When I start suricata, i have first to delete a lock-file to make it run. After some time, suricata stops working without any message or anouncement. Any ideas how to fix this?
Here is the log:
bmeeks last edited by bmeeks
Look in the firewall's system log around the time you suspect Suricata crashed. Odds are you will find a Signal 10 Bus Error. This is the result of an unaligned access to memory. It is a problem in Snort, Suricata and clamAV as a minimum on ARM hardware such as the SG-3100. I've tried a fix for Snort and Suricata. The Suricata fix was successful for a time, but not anymore.
The issue is complicated to explain, but if you Google "unaligned memory access" you will find some info on what that is. This is only a problem on ARM hardware. Intel CPUs are immune as they will "auto-fixup" instructions that attempt unaligned access.
I looked into this in some detail and found that the main problem in FreeBSD is with the llvm compiler used to create armv6/armv7 binary code. That compiler chooses at times to use an ARM instruction pair that does not support unaligned access. The compiler could choose to use a different pair of instructions to accomplish the same thing, and that different pair will support unaligned access via "auto-fixup" just like Intel CPUs.

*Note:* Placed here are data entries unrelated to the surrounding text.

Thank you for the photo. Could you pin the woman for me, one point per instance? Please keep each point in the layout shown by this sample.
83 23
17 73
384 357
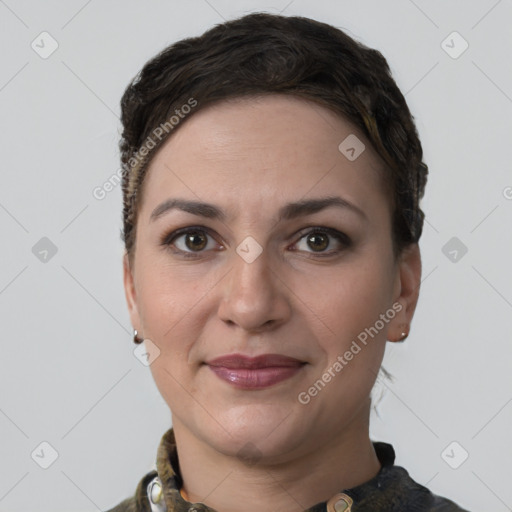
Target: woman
271 225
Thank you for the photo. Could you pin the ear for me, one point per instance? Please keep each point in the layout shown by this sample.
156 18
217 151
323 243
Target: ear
406 291
130 294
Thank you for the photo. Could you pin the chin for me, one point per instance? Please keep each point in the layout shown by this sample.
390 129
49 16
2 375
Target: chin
256 431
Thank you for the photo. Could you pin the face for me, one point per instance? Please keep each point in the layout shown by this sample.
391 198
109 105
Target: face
270 288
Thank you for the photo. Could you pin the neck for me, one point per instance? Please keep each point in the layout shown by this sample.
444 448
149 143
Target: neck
223 482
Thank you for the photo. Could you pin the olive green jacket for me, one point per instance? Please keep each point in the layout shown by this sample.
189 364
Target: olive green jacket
391 490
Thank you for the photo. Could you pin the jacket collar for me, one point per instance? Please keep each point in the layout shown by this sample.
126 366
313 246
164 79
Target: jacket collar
388 480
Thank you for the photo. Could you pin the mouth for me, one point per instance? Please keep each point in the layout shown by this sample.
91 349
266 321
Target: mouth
260 372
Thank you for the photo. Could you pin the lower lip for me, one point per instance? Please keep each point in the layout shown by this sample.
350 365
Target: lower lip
255 378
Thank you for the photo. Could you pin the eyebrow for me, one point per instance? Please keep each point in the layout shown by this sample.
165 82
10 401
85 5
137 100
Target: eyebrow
287 212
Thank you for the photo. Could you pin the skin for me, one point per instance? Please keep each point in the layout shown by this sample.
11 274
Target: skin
250 157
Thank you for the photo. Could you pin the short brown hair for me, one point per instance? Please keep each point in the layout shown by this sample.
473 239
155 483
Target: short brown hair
262 53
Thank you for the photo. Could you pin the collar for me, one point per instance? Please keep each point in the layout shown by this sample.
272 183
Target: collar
160 489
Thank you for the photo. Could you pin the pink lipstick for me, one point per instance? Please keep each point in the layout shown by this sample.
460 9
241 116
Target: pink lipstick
254 372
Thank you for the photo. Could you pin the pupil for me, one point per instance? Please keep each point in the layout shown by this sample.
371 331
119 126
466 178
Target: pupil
315 239
194 238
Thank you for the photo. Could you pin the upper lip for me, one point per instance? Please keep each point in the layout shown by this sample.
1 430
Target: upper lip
263 361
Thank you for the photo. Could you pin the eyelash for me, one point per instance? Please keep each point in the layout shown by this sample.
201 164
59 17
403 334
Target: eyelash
168 239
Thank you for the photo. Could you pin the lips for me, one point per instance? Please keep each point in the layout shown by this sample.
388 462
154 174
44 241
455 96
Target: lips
255 372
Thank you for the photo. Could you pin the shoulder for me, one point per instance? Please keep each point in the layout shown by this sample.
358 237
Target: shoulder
138 502
406 494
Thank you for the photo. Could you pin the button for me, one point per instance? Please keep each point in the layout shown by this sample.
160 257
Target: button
155 492
340 503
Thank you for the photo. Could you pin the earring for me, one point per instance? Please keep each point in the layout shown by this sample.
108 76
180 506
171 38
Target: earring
135 338
403 336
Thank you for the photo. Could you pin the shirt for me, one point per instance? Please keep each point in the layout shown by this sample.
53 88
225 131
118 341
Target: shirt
391 490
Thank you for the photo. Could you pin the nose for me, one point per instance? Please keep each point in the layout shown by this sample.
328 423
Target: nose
254 297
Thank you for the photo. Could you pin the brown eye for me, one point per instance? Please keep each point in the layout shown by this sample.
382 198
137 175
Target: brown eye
196 240
190 242
318 241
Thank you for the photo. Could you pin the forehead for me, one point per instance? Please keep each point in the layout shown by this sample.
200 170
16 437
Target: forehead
267 150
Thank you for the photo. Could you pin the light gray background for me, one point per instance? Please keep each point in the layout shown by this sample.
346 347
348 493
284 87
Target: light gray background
68 375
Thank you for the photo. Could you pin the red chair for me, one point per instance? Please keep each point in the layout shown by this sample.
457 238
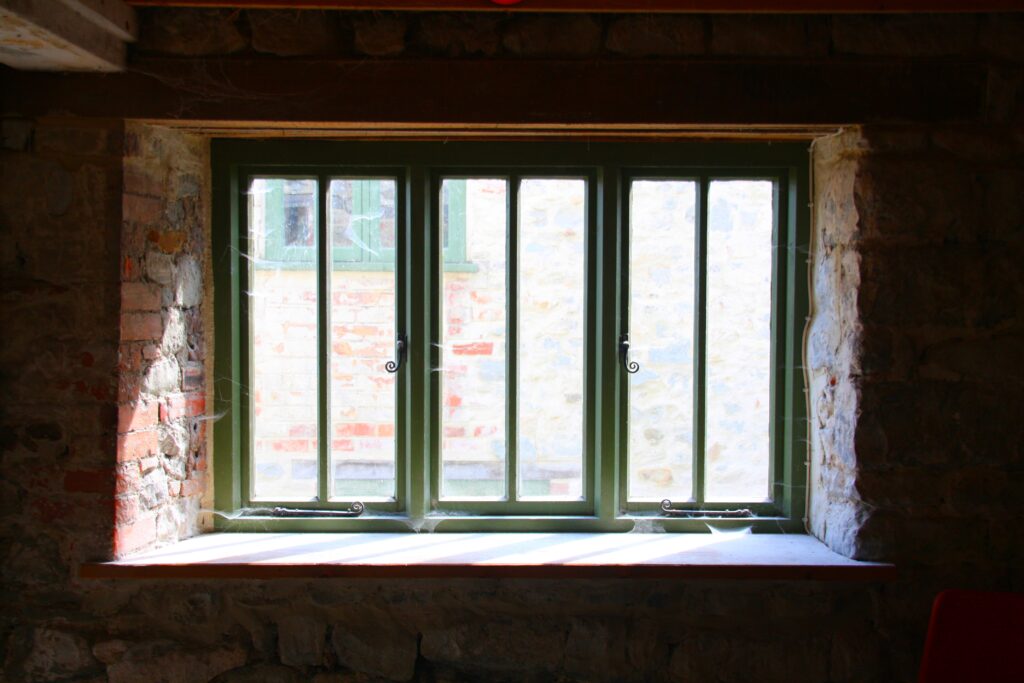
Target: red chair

While it is technically true the issue lies within the C programming code of the binary packages that are failing on ARM hardware, the practical implication is that since the code works on Intel hardware without issue -- and because the ARM hardware base is very small -- the upstream projects for Snort, Suricata, clamAV and others have no great desire to invest the energy and effort required to find the bugs in the C code and fix them.
I worked with the pfSense team and we turned off compiler optimizations for these packages. It worked initially for Suricata, but now some change has crept into the upstream project and that change is causing unaligned access issues again on ARM hardware.
The problem will appear as a random bug because it takes a particular sequence of data and the resulting program code flow while processing that data to hit the instruction that attempts the unaligned memory access. When the unaligned access occurs, that triggers a CPU hardware interrupt fault and the OS shuts down the application (and logs the Signal 10 bus error).